Die EKG-Veränderungen durchlaufen typischerweise vier Stadien (nach Holzmann), von den initialen ST-Hebungen bis zur Normalisierung.
Weitere Diagnostik
- Labor: Erhöhte Entzündungsparameter (CRP, BSG) und eventuell leicht erhöhtes Troponin.
- Echokardiografie: Methode der Wahl zum Nachweis oder Ausschluss eines Perikardergusses.
- Röntgen-Thorax: Kann bei einem großen Erguss eine vergrößerte Herzsilhouette (Bocksbeutelform) oder bei einer chronischen konstriktiven Perikarditis Verkalkungen ("Panzerherz") zeigen.
Therapie
Die Behandlung richtet sich nach der Ursache und dem Schweregrad.
Medikamentöse Basistherapie
Die primäre symptomatische Therapie bei unkomplizierten, meist viralen oder idiopathischen Fällen besteht aus:
- Nichtsteroidalen Antirheumatika (NSAR) wie Acetylsalicylsäure (ASS) oder Ibuprofen in hoher Dosierung für 1–2 Wochen.
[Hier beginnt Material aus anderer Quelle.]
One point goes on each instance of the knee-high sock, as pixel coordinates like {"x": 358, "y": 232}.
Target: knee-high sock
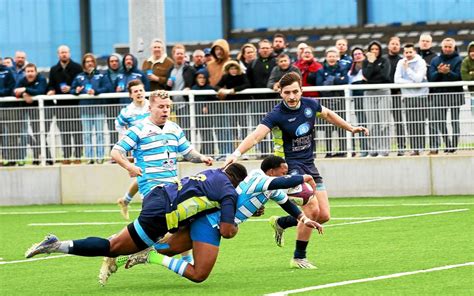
{"x": 176, "y": 265}
{"x": 90, "y": 247}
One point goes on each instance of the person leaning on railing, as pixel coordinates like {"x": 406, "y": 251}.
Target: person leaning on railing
{"x": 443, "y": 68}
{"x": 92, "y": 83}
{"x": 7, "y": 84}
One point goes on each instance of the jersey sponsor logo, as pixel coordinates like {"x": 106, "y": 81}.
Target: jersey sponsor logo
{"x": 302, "y": 129}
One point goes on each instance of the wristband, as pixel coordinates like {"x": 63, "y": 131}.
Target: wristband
{"x": 237, "y": 153}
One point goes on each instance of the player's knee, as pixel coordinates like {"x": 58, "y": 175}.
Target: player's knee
{"x": 324, "y": 217}
{"x": 200, "y": 276}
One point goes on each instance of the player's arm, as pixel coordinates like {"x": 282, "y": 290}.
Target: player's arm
{"x": 286, "y": 182}
{"x": 331, "y": 117}
{"x": 120, "y": 157}
{"x": 251, "y": 140}
{"x": 196, "y": 157}
{"x": 227, "y": 227}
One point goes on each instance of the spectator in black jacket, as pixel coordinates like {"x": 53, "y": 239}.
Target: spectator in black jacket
{"x": 7, "y": 84}
{"x": 376, "y": 69}
{"x": 32, "y": 84}
{"x": 231, "y": 82}
{"x": 444, "y": 68}
{"x": 205, "y": 105}
{"x": 61, "y": 76}
{"x": 393, "y": 56}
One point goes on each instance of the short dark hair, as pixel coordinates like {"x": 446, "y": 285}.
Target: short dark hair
{"x": 279, "y": 35}
{"x": 271, "y": 162}
{"x": 236, "y": 172}
{"x": 289, "y": 79}
{"x": 31, "y": 65}
{"x": 133, "y": 83}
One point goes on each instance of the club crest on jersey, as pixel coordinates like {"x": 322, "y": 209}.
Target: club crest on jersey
{"x": 302, "y": 129}
{"x": 168, "y": 164}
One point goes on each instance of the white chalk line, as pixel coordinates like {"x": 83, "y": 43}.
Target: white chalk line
{"x": 370, "y": 219}
{"x": 270, "y": 206}
{"x": 377, "y": 278}
{"x": 34, "y": 259}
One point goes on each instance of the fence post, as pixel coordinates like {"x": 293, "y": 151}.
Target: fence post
{"x": 42, "y": 130}
{"x": 192, "y": 119}
{"x": 349, "y": 135}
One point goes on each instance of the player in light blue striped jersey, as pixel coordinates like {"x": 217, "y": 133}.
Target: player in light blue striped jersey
{"x": 155, "y": 144}
{"x": 204, "y": 235}
{"x": 131, "y": 115}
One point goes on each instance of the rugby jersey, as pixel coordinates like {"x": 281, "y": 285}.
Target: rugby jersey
{"x": 253, "y": 194}
{"x": 155, "y": 150}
- Colchicin zur rascheren Symptomlinderung und zur Prophylaxe von Rezidiven, meist über 3 Monate.
- Ein Protonenpumpeninhibitor (PPI) zum Magenschutz wird begleitend empfohlen.
Bei Rezidiven oder unzureichendem Ansprechen können Glukokortikoide eingesetzt werden.
Invasive Maßnahmen
Invasive Eingriffe sind bei Komplikationen indiziert:
- Perikardpunktion: Zur Entlastung eines großen symptomatischen Perikardergusses oder einer Herzbeuteltamponade.
- Perikardektomie: Die chirurgische Entfernung des Perikards ist die Therapie der Wahl bei der konstriktiven Perikarditis (Panzerherz).
Komplikationen
Perikarderguss und Herzbeuteltamponade
Die häufigste Komplikation ist der Perikarderguss, eine Flüssigkeitsansammlung im Herzbeutel. Eine schnelle oder sehr große Flüssigkeitsansammlung kann zu einer Herzbeuteltamponade führen – ein lebensbedrohlicher Notfall. Durch den erhöhten Druck im Perikard wird die diastolische Füllung des Herzens behindert, was zu einem kardiogenen Schock führen kann. Klinische Zeichen sind:
- Hypotonie (niedriger Blutdruck)
- Gestaute Halsvenen
- Abgeschwächte oder leise Herztöne
- Pulsus paradoxus (inspiratorischer Blutdruckabfall >10 mmHg)
Konstriktive Perikarditis
Eine chronische Entzündung kann zur Vernarbung und Verkalkung des Perikards führen (Panzerherz), was die Herzfüllung mechanisch behindert und Symptome einer Rechtsherzinsuffizienz (z.B. Ödeme, Aszites) verursacht.